Dec 10, 2013
cohort, family, Harvard Medical School, mental illness, psychosis, schizophrenia
Many marijuana prohibitionists insist one reason to keep marijuana illegal is that it causes mental illnesses, despite many scientific studies that say otherwise. A new study conducted through the Harvard Medical School adds to that body of research and shows that marijuana use is unlikely to be a cause of schizophrenia. The researchers studied four groups: people with no history of psychosis and no history of marijuana use, people with no history of psychosis who were heavy marijuana users as adolescents, people with no history of drug use who have been diagnosed with schizophrenia, and those with a history of heavy marijuana use during adolescence prior to the onset of schizophrenia. This is the first family study that has included control groups with both healthy marijuana users and those who are healthy and have never used marijuana. The researchers collected information on family medical history, particularly if any first, second, or third degree relatives had any psychiatric illness.

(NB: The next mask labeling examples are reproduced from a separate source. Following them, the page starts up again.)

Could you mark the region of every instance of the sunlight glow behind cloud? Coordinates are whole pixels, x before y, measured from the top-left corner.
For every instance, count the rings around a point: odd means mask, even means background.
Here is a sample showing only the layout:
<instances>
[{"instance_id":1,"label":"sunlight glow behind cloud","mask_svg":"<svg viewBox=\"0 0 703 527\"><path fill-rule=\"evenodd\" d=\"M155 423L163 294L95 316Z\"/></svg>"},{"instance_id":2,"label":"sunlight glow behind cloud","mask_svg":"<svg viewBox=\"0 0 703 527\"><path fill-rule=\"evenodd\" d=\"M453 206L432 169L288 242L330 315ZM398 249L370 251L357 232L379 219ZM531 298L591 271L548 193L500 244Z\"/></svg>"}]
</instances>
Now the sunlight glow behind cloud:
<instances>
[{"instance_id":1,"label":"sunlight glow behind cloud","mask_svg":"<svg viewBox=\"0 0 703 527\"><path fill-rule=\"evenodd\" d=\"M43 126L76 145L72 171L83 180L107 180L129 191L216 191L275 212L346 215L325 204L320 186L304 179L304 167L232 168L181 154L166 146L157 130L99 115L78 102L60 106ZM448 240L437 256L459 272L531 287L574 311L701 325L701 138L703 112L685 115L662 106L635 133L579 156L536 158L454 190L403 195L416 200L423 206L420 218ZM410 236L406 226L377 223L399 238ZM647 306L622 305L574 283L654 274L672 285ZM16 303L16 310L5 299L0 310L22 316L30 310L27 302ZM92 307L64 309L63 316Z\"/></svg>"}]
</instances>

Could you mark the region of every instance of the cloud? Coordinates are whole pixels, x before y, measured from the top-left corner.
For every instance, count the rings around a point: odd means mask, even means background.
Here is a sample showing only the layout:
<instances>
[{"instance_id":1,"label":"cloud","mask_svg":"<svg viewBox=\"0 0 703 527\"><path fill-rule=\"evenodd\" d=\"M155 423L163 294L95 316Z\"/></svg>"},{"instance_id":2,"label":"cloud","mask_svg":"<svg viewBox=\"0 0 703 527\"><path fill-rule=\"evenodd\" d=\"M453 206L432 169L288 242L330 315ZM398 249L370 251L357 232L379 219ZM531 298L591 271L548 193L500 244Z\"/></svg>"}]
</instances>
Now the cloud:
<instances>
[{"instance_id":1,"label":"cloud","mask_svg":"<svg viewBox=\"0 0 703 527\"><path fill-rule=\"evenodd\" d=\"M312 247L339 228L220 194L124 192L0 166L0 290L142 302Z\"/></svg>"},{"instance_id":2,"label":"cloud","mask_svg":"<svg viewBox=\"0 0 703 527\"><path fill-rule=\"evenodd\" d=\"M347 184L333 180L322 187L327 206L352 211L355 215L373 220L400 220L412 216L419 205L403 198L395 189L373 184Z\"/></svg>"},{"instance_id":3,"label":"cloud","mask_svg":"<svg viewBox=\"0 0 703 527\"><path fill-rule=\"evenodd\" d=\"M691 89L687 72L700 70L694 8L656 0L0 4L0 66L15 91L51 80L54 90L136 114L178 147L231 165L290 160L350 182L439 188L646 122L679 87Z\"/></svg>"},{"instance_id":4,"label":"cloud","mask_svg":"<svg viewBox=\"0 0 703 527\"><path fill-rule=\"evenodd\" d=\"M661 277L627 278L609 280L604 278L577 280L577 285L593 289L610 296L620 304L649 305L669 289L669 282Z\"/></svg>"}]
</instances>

The results of the study show that marijuana is not a likely cause of schizophrenia, while the researchers found that it is a family history of mental illness that is the real indicator and cause of illness.
The researchers concluded that the results of the current study, “both when analyzed using morbid risk and family frequency calculations, suggest that having an increased familial risk for schizophrenia is the underlying basis for schizophrenia in these samples — not the cannabis use.